15.9 Split by birth order

first = live[live["birthord"] == 1]
other = live[live["birthord"] > 1]

print(f"  First babies : {len(first):,}")
print(f"  Other babies : {len(other):,}")
  First babies : 4,413
  Other babies : 4,735

15.10 The First-Baby Effect

mean_first = first["prglngth"].mean()
mean_other = other["prglngth"].mean()
diff_weeks = mean_first - mean_other
diff_hours = diff_weeks * 7 * 24

print(f"Mean pregnancy length (first babies) : {mean_first:.3f} weeks")
print(f"Mean pregnancy length (other babies) : {mean_other:.3f} weeks")
print(f"Difference                           : {diff_weeks:.3f} weeks "
      f"= {diff_hours:.1f} hours")
Mean pregnancy length (first babies) : 38.601 weeks
Mean pregnancy length (other babies) : 38.523 weeks
Difference                           : 0.078 weeks = 13.1 hours

There is a difference. First babies are born slightly later — about 13 hours on average.

But 13 hours — is that “late”? Is it real? Could it be random noise?

These are the questions the next 13 chapters are built to answer.


15.11 Visual first look

fig, axes = plt.subplots(1, 2, figsize=(12, 4))

# Pregnancy length: first vs other
ax = axes[0]
bins = range(27, 46)
ax.hist(first["prglngth"], bins=bins, alpha=0.6,
        color=COLORS["first"], label="First babies", density=True)
ax.hist(other["prglngth"], bins=bins, alpha=0.6,
        color=COLORS["other"], label="Other babies", density=True)
ax.axvline(mean_first, color=COLORS["first"], linestyle="--", linewidth=1.5)
ax.axvline(mean_other, color=COLORS["other"], linestyle="--", linewidth=1.5)
ax.set_xlabel("Pregnancy length (weeks)")
ax.set_ylabel("Proportion")
ax.set_title("Pregnancy Length: First vs Other Babies")
ax.legend()

# Mother's age
ax = axes[1]
ax.hist(live["agepreg"].dropna(), bins=30,
        color=COLORS["neutral"], edgecolor="white", density=True)
ax.set_xlabel("Mother's age (years)")
ax.set_ylabel("Proportion")
ax.set_title("Mother's Age at Pregnancy End")

plt.tight_layout()
plt.show()

Pregnancy length and mother’s age — the raw shapes.

The pregnancy-length histograms look almost identical. The dashed lines (the means) are close together.
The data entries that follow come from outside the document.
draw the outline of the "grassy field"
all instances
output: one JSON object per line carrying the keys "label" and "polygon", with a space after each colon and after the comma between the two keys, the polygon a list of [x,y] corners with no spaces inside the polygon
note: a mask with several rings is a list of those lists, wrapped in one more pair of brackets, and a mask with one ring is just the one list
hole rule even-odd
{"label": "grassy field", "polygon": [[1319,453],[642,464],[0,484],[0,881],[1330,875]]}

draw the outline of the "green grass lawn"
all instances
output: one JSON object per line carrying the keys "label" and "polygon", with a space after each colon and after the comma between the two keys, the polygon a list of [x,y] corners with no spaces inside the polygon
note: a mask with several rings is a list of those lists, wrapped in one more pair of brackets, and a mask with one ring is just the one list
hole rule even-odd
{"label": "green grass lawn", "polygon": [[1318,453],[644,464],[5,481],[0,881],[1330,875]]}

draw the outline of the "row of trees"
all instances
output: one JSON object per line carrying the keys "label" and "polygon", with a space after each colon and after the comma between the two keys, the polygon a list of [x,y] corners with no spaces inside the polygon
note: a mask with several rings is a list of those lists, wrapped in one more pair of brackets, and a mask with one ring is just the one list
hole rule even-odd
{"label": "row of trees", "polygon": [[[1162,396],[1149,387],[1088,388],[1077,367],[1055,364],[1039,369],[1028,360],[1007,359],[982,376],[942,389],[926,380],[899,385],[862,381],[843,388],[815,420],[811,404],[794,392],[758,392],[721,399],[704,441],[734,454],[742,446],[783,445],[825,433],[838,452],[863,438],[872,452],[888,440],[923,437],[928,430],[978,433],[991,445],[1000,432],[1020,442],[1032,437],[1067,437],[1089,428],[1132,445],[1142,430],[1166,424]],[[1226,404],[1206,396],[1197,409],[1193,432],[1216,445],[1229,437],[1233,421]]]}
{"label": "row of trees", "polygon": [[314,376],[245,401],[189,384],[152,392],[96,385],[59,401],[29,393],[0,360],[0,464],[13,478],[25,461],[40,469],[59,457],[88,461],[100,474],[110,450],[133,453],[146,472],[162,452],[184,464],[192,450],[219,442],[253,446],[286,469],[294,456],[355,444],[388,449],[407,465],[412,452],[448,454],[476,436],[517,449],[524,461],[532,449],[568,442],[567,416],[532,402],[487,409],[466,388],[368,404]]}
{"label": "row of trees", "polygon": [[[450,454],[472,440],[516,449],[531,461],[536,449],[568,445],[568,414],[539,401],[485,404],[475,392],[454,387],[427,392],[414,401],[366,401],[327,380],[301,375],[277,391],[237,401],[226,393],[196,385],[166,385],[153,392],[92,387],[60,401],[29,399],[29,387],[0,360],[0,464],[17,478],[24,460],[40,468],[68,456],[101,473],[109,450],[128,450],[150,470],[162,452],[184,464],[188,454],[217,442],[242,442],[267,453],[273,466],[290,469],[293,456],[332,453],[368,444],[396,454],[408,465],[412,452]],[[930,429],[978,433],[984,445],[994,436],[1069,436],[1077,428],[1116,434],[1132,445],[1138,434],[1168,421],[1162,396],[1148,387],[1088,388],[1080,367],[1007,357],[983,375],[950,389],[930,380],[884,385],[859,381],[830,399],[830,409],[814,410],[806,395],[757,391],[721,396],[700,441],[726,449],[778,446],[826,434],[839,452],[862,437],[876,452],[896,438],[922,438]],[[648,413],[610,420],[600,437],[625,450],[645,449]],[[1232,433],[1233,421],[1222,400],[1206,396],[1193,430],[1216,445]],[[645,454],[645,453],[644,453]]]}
The 13-hour gap is buried inside the much larger spread of normal pregnancy variation.

That’s the punchline of this chapter.


15.12 Interpretation

The key lesson: a difference in means is just the beginning.

We need to ask:

  • How large is the difference relative to the variability? (Chapter 2)
  • Could this happen by chance? (Chapter 9)
  • Is it practically meaningful? (Chapter 2 — effect size)

The honest answer to “are first babies born late?” turns out to be: yes, slightly, but the effect is much smaller than people believe.

Statistics doesn’t always destroy folk wisdom. Sometimes it confirms it. But it always puts a number on it — and the number usually surprises everyone.


15.13 Exercises

  1. Load the NSFG data and print the shape of the DataFrame.
  2. How many live births are in the dataset?
  3. What is the mean birth weight for first babies vs others?
  4. What fraction of all pregnancies result in live births?
  5. Plot a histogram of agepreg for the full dataset. What shape do you see? (We’ll learn its name in Chapter 2.)

15.14 Glossary

anecdotal evidence — a single story or personal experience used to support a general claim.

confirmation bias — the tendency to notice and remember cases that confirm your beliefs.

DataFrame — a 2D table in pandas with named columns and an index.

outcome variable — in NSFG, the coded result of a pregnancy (live birth, abortion, etc.).

survey weight — a number that accounts for the fact that some groups were oversampled.

centiyear — one hundredth of a year; used in NSFG to store ages as integers.

validation — checking computed results against independently known values to catch errors.